"Yes, since he's inviting himself we can't be so impolite as to leave him," said Mr. Chillingworth.
Accordingly, a line was made fast to the totem and he was towed back to the ship and once more restored to office as official mascot in the bow of the Northerner. But the ship did not get under way at once following the adventure of part of her crew. The body of the wounded whale still hung limply to her bow. Sailors with tackles had to be called into requisition before the vast obstruction could be cleared.
By this time, as if by magic, thousands of birds had appeared. They fell upon the carcass, paying scant attention to the men at work on it, and fought and tore and devoured flesh and blubber as if they were famished. The captain said that they were whale birds, such as haunt the track of ships engaged in whale trade for weeks at a time.

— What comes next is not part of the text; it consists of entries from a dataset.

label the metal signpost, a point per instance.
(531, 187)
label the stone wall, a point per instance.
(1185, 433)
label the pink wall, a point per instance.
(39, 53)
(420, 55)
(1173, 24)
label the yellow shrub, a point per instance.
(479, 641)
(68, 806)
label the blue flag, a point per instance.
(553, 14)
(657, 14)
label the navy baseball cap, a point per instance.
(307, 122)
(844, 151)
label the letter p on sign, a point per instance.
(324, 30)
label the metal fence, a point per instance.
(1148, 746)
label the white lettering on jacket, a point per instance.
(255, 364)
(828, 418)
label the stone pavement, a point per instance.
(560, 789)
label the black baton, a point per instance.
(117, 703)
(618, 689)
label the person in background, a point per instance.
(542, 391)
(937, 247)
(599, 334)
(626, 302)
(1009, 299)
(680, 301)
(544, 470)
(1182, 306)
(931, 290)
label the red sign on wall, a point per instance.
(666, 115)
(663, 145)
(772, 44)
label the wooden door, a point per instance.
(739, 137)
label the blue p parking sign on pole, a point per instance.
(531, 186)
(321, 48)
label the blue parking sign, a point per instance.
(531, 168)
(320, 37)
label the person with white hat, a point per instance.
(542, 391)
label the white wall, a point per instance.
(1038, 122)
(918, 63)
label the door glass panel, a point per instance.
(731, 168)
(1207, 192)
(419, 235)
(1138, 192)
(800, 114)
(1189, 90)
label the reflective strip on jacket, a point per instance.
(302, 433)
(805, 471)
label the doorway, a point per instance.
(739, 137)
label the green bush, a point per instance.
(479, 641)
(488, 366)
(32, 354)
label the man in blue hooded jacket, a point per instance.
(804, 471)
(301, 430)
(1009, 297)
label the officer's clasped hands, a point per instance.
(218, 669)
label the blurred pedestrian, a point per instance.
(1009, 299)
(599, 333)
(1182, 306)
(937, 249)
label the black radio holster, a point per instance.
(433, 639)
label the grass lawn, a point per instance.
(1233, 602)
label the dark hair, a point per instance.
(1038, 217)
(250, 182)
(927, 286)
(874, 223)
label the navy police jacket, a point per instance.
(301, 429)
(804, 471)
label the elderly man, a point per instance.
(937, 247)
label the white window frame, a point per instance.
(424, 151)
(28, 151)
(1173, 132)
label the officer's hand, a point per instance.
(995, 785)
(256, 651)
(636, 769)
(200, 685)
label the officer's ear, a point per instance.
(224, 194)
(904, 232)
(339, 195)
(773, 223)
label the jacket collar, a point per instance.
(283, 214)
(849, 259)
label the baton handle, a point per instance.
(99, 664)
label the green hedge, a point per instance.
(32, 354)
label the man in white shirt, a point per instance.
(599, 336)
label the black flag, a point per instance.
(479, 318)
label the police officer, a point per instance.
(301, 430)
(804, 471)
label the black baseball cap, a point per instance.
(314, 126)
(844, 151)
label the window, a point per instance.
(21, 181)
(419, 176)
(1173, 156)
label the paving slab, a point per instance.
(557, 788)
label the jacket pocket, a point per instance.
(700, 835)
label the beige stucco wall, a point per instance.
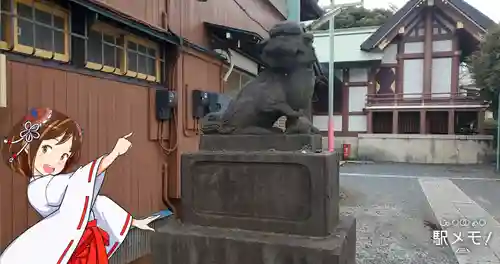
(431, 149)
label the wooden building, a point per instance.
(403, 77)
(101, 62)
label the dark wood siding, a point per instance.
(234, 13)
(149, 11)
(106, 110)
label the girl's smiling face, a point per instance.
(52, 155)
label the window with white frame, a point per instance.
(236, 81)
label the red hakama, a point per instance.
(92, 246)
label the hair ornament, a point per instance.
(28, 134)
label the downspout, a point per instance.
(293, 7)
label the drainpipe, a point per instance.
(293, 7)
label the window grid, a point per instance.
(11, 20)
(13, 23)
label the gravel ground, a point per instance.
(391, 222)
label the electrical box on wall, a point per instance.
(200, 103)
(208, 102)
(165, 102)
(3, 80)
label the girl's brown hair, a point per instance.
(53, 124)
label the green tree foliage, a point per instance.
(361, 17)
(484, 65)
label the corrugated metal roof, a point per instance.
(347, 45)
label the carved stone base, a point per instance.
(270, 191)
(175, 243)
(279, 142)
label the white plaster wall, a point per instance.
(441, 77)
(339, 74)
(357, 123)
(390, 54)
(426, 149)
(413, 78)
(321, 122)
(357, 98)
(414, 47)
(442, 45)
(358, 75)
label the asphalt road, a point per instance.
(397, 208)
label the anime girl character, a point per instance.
(79, 225)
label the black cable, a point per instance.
(249, 16)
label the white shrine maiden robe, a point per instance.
(67, 202)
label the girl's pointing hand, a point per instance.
(144, 223)
(122, 145)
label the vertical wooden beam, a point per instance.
(345, 101)
(423, 121)
(455, 66)
(427, 74)
(395, 122)
(369, 120)
(480, 121)
(398, 90)
(371, 90)
(451, 121)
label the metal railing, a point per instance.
(423, 99)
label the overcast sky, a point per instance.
(488, 7)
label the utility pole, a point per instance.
(331, 82)
(498, 133)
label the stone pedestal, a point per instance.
(262, 206)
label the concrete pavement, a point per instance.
(394, 204)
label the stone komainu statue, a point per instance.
(284, 88)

"Gracious, we certainly are having exciting times!" said Tom as the ship once more got under way bound for her next port of call, Valdez, to the east of the great Kenai Peninsula.
"I expect you boys will have more exciting times later than any you have yet experienced," remarked the captain, who happened to be passing along the deck at the time. "Your adventure with the whales reminds me of a yarn that a certain old Captain Peleg Maybe used to spin, of the perils of whaling. Like to hear it?"
The boys chorused assent. They knew something of the captain's ability as a spinner of yarns.
"Well, it appears, according to the way old Captain Peleg used to tell it, that his ship, the Cachelot, was becalmed in these seas while out after whales," began the skipper with somewhat of a twinkle in his eye. "One day he decided to enliven the monotony of the constant doldrums by having his small dory lowered and going a-fishing after halibut. Well, the boat was lowered away and the skipper pulled off to some distance from the ship before he cast his lines.
"Now it seems strange, doesn't it, in an ocean five hundred miles wide and a thousand feet deep, that when he cast his light anchor overboard, the fluke of it should land in the blow-hole of a whale, which isn't much bigger than a man's fist?"
"What's a blow-hole?" demanded Sandy.
"Why, the orifice through which a whale spouts or sounds, as whalemen call it. You had a specimen of spouting when that whale Master Jack shot at gave you a shower bath. But, according to Captain Peleg, that was just what happened to him. The fluke of his anchor lodged right in that whale's nostril.